A limitation to this study is the lack of direct functional investigation of all identified variants, which may result in the exclusion of truly functional variants and the inclusion of nondeleterious variants. However, using stringent selection criteria for the classification of pathogenic variants based on variant location, type of variant, allele frequency, absence in healthy controls, previous described involvement in MODY, functionality, and phenotypic presentation of carriers, we believe we have circumvented this issue to a large extent.

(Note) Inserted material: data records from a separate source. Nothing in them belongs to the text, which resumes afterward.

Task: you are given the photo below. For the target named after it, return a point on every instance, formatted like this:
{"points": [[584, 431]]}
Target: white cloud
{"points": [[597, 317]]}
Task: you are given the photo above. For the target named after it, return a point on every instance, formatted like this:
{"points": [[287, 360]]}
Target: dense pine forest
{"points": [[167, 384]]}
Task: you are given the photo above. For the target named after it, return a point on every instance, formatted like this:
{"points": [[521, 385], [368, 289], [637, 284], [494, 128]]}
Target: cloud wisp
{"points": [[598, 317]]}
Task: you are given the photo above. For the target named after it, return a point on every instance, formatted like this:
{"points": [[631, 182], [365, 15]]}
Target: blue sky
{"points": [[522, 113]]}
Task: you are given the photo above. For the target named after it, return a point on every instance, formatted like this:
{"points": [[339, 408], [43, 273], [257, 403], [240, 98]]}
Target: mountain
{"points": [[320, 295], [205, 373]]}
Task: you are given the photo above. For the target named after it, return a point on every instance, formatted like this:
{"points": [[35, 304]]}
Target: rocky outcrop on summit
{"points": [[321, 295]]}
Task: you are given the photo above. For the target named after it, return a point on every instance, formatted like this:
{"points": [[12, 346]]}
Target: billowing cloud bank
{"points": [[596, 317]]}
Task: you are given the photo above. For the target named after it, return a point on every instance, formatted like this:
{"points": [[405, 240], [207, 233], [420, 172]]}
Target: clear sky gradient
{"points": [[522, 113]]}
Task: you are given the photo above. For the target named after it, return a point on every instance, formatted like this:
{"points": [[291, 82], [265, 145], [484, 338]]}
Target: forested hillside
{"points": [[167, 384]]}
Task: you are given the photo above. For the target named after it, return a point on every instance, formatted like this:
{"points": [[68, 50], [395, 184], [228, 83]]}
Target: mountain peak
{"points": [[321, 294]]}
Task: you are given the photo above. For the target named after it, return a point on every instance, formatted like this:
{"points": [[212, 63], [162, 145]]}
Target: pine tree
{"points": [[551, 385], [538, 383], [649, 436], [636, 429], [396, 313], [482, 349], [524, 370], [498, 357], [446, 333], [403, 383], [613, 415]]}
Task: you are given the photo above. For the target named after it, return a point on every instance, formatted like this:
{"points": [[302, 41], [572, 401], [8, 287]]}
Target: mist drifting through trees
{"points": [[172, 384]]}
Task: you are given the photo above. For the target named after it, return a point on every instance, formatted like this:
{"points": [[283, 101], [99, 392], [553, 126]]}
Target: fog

Women were selected only if they had been diagnosed with diet-treated GDM. We may have identified a higher prevalence of especially non-GCK MODY if women diagnosed with more severe insulin-treated forms of GDM also been included in this study. Approximately 15% of GDM women were treated with insulin at the center from which the women in the current study were recruited [7]. Selecting only women with diet-treated GDM may also have introduced a bias toward identification of less pathogenic variants, as the effects of the variants as mentioned are likely a spectrum with various effect sizes.

4. Conclusion

With almost 6% of Danish women with diet-treated GDM having diabetes-predisposing variants in GCK, HNF1A, HNF4A, HNF1B, or INS, this study indicates that an increased focus on screening these MODY genes among women with GDM is warranted. Correct diagnosis is important to ensure optimal counseling and treatment during pregnancy as well as identifying women having a significant increased risk of developing diabetes only a few years after delivery. Furthermore, diagnosis is important in relation to the screening of children of MODY mutation carriers, which could help early treatment initiatives in the offspring generation. Further studies of the impact on disease history and treatment response of variants identified in GCK, HNF1A, HNF4A, HNF1B, or INS among women with GDM are warranted.